Description of problem: localhost:~> date ; pmcollectl -f ./foo -c 3 -i 5s ; date ; Thu Oct 8 16:40:11 EEST 2015 Thu Oct 8 16:40:26 EEST 2015 localhost:~> pmval kernel.all.nprocs -U $(awk '/^Archive:/ {print $3}' foo) metric: kernel.all.nprocs archive: 6NxYlW.localhost.localdomain host: localhost.localdomain start: Thu Oct 8 16:40:11 2015 end: Thu Oct 8 16:40:21 2015 semantics: instantaneous value units: none samples: all 16:40:16.776 538 16:40:21.772 536 pmval: pmFetchArchive: End of PCP archive log zsh: exit 1 pmval kernel.all.nprocs -U $(awk '/^Archive:/ {print $3}' foo) localhost:~> This might be more of an issue when starting recording with e.g. 5m or 10m interval when an issue is ongoing. Seen with both pmcollectl and pmrep.
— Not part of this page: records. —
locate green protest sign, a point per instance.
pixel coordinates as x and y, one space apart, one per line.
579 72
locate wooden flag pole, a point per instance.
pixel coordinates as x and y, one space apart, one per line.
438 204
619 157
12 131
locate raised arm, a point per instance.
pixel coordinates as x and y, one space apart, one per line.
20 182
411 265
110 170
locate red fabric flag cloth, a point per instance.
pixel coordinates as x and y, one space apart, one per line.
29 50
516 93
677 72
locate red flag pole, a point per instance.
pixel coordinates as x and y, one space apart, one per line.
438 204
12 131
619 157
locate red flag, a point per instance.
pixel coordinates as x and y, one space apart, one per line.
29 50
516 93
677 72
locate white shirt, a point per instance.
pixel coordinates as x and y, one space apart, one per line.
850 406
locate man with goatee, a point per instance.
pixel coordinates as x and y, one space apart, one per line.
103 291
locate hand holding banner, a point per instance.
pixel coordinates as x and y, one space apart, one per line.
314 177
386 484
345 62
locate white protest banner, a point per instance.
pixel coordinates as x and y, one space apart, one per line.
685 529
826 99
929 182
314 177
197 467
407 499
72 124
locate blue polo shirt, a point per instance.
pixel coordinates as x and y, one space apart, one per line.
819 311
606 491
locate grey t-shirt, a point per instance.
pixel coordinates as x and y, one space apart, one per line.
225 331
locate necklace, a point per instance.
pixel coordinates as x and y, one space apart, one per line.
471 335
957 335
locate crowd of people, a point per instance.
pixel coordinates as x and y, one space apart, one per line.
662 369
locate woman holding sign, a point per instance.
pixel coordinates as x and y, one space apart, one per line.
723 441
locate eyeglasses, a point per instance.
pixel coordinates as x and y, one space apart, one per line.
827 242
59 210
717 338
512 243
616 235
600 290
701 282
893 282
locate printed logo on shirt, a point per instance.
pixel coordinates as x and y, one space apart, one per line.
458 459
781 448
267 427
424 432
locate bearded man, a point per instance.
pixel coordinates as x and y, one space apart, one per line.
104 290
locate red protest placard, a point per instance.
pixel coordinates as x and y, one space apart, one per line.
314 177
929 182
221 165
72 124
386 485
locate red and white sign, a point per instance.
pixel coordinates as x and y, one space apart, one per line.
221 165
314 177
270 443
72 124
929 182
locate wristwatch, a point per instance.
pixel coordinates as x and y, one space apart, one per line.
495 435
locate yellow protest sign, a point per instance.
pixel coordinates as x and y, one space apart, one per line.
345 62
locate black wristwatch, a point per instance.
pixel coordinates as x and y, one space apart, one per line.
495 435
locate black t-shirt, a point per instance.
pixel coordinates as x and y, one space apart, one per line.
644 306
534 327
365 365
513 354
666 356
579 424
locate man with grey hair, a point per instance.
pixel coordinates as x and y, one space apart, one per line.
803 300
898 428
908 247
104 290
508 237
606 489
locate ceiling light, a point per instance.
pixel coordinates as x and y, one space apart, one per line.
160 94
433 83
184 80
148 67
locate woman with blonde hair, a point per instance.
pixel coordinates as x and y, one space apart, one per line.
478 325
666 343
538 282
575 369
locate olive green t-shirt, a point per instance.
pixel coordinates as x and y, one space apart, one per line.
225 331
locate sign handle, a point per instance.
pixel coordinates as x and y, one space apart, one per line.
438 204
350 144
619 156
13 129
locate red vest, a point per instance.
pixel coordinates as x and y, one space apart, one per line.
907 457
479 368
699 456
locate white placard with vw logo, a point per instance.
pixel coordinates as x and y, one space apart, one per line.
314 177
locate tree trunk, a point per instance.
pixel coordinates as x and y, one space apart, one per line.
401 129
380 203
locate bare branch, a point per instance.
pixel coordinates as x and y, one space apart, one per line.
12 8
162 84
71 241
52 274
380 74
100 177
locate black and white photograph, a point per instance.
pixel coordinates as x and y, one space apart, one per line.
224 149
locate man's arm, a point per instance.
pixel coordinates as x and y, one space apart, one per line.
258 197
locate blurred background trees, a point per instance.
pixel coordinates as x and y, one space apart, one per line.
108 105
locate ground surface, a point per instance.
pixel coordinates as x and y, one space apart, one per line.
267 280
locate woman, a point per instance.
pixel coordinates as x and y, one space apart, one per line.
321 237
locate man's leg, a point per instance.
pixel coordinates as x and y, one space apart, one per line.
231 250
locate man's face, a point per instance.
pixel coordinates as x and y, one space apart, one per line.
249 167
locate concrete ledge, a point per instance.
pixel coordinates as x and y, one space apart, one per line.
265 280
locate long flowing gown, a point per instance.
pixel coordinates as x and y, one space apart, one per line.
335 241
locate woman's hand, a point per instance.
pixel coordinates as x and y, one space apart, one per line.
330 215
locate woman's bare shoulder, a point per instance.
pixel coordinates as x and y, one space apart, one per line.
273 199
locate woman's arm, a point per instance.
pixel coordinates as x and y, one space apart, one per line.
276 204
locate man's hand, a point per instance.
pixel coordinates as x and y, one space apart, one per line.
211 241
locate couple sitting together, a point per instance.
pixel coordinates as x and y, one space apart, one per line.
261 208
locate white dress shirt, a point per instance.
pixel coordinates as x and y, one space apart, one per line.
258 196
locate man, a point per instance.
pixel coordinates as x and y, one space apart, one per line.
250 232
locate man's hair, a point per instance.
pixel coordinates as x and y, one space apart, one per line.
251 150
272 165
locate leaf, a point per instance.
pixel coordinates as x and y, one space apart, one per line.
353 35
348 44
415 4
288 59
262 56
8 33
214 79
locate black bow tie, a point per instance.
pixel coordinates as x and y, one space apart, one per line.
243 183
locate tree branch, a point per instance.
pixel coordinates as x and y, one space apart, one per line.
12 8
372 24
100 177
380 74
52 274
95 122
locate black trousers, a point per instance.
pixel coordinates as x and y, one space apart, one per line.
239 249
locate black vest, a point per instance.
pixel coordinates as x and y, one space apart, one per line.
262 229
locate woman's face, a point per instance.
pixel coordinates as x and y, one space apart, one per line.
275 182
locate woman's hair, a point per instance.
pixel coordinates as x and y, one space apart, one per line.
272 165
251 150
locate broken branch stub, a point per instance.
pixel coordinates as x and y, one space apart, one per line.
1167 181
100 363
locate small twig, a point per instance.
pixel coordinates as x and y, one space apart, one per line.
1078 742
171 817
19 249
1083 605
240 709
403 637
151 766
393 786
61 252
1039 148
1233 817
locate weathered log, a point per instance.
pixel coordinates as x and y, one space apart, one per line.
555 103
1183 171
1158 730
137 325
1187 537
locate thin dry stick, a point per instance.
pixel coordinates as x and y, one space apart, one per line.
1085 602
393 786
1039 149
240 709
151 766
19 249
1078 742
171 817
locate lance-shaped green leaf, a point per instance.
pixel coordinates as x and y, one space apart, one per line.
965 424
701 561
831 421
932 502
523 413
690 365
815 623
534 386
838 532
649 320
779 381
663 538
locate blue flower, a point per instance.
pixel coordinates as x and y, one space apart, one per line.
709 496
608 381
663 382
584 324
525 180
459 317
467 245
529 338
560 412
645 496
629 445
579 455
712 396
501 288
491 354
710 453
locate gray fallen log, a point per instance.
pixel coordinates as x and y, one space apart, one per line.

I wonder if this is a product of how pmsubsys.py handles get_stats() and getting the difference between metric fetches for rate interpolation (which aiui, requires two sets of metrics with different, non-zero timestamps). It could be that pmcollectl is collecting three samples, however due to pmsubsys.py, (which requires rate calculation/conversion), only outputs/returns two values (skipping the first). While required for pmcollectl to properly format complete output in live situations, I can see how it would be advantageous to report all the values for metrics of 'instantaneous value' types in archives. If this is indeed the case, I'm not entirely sure if/how to change pmcollectl (or perhaps pmsubsys.py) to fix this.
Hmm, this is an interesting one. Lukas is on the right path, except the "problem" is actually in pmlogger! Turns out (news to me) that pmlogger interprets the 'log every N interval' to be starting at the time the first interval elapsed, and not starting at the time pmlogger starts. IOW, pmlogger (which is doing the recording here, below the pmRecordControl API) does not issue a fetch until the first interval passes, except for the pmcd.pmlogger.* control metrics which it always fetches & logs immediately. So, if we look at the timestamps associated with the archives being recorded here ("pmdumplog -a" is the best tool for this, it doesn't interpolate or rate convert or anything like that, which the other tools usually will), we see no "kernel.all.nprocs" value until the first interval passes, then two, with the last being right at the pmlogger termination time. It may be this is by-design from pmloggers POV (so that we do not issue a potentially large number of fetches all at once, for every fetch group - not sure) - Ken? We can work around this though if that's the case - from some experimentation, if pmcollectl creates a log-once fetch group in addition to the 'log every N seconds' group for pmlogger, that gives the anticipated behaviour. OTOH, maybe pmlogger behaviour is not as desired - will wait to hear from Ken.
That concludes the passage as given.